While birds flock to water no matter where they live, in dry regions it’s an enormous lure. This year with epic drought in the west, water is far more attractive and beneficial than usual. When all the natural sources dry up, your birdbath becomes a vital resource for survival.
When creating water for birds, consider providing more than one location. Birds that spend most of their time on the ground flock may prefer their water there. Other birds prefer elevated birdbaths, which provide more protection from pets and predators. When you offer both, the range of bird species will increase exponentially.
Birds thrive in landscapes where there are plenty of opportunities for nesting. When birds are reproducing in your yard, they’re going to stay closer to the nest in their food sourcing, which will include your veggie garden.
When a mother bird is feeding her young, she becomes a real Godzilla, hunting enough food for the entire family. With different kinds of trees and shrubs in your yard, birds are more likely to find a good nesting spot in the branches. They most often choose brushy places or thickets, where the nest and their perches are protected from the weather and predators by dense or thorny vegetation.
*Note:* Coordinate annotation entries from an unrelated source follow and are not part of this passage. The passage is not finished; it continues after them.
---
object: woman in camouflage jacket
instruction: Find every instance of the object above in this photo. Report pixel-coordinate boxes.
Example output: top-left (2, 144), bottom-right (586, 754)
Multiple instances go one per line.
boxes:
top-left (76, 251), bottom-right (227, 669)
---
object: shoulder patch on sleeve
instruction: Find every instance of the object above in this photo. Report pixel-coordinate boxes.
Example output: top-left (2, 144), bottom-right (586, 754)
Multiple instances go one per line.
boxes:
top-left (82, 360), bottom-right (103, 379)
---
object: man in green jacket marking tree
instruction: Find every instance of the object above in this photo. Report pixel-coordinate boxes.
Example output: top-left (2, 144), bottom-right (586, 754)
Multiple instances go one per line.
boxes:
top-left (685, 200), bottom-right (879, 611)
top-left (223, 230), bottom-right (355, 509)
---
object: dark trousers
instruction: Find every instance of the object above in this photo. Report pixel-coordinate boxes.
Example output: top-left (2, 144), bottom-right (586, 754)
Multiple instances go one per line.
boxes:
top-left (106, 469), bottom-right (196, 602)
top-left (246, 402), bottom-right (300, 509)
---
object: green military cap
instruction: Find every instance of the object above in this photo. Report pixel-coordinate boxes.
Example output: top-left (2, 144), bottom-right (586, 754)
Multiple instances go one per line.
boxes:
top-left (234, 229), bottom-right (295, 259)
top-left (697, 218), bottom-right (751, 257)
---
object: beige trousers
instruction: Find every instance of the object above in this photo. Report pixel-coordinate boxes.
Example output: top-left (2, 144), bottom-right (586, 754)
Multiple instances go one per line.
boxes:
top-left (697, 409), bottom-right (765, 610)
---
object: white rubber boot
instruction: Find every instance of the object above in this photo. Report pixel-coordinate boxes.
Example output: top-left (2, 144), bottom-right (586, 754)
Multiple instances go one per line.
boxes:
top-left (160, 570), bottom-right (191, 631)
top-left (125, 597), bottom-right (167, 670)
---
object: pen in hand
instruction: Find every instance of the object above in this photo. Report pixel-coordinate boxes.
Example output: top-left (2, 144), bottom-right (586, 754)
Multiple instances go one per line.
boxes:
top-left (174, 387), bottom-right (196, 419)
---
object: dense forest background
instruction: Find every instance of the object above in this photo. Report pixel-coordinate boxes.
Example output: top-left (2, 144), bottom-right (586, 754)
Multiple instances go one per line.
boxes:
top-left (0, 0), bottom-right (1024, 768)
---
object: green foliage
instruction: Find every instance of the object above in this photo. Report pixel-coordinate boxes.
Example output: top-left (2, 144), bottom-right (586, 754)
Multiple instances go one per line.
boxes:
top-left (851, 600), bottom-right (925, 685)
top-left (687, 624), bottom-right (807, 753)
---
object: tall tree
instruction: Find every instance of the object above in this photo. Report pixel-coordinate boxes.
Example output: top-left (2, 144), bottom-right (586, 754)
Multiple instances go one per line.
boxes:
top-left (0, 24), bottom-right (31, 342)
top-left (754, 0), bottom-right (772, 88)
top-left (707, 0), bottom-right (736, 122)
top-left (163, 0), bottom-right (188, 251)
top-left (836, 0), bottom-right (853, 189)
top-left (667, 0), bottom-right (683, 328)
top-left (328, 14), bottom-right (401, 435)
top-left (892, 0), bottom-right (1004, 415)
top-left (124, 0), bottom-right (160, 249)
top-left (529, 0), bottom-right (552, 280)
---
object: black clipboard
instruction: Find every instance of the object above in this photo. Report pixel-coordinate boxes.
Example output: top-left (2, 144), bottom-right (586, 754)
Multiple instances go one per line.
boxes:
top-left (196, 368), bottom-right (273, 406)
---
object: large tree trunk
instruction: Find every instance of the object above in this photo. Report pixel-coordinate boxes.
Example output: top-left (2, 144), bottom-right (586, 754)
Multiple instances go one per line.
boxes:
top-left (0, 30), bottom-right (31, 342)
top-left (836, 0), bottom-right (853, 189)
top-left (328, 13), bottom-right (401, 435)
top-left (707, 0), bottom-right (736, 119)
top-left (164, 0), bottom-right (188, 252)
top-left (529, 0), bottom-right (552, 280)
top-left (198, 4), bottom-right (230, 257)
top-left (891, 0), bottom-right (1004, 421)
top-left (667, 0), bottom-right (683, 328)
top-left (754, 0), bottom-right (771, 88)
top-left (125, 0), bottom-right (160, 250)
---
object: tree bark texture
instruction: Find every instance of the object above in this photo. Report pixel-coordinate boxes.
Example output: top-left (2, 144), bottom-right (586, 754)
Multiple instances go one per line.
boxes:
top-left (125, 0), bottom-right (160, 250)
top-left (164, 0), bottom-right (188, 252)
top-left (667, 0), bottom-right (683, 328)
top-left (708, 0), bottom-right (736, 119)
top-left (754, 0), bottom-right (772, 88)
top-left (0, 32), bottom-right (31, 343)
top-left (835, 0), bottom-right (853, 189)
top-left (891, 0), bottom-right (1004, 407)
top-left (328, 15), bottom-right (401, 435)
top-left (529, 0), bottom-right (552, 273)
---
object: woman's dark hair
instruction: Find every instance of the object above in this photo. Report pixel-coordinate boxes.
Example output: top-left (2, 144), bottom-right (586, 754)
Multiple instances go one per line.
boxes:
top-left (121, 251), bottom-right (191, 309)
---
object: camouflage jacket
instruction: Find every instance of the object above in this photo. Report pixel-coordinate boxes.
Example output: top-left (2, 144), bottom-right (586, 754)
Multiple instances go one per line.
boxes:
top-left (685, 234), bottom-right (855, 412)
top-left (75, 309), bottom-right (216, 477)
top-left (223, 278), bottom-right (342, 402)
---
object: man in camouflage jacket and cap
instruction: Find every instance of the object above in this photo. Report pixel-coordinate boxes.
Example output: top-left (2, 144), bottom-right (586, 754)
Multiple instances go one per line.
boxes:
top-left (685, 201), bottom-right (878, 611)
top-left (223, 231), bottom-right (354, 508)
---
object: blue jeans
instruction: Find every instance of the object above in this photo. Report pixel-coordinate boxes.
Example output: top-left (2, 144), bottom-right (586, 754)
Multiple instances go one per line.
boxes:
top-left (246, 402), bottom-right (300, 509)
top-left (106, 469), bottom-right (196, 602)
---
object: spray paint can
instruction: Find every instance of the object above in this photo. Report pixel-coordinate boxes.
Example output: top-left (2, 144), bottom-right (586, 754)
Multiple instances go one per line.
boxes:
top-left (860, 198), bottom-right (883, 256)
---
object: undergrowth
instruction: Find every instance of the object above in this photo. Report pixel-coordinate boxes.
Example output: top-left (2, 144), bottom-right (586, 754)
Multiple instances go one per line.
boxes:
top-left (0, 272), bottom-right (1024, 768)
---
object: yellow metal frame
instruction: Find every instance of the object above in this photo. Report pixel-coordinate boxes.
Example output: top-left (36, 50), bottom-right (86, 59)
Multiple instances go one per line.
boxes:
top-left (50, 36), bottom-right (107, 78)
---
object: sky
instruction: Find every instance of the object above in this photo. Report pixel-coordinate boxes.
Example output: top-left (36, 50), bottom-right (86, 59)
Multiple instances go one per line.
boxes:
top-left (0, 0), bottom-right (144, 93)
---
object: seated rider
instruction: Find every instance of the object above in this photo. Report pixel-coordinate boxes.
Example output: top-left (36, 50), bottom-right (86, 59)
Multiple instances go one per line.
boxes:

A nesting box may look like a birdhouse, but these are specific boxes designed for the needs of each species of bird. Attach them to your tree branches or the eaves of buildings to bring a wider range of species including predators like owls that help control field mice and gophers.
A barn owl will consume one rodent a day, but when feeding the chicks she’ll need even more. Learn how to create, position and manage nesting boxes that suit local species at NestWatch.org.
During the growing season and through the end of fall, birds are heavy consumers of seeds and fruit. Plants that produce berries are at the top of the list.
Elderberry, crabapple, wild-seed plum and currants are examples of long-lived woody plants that produce a crop of fruit every year. Birds remember where these rich food sources are located, and will return year after year.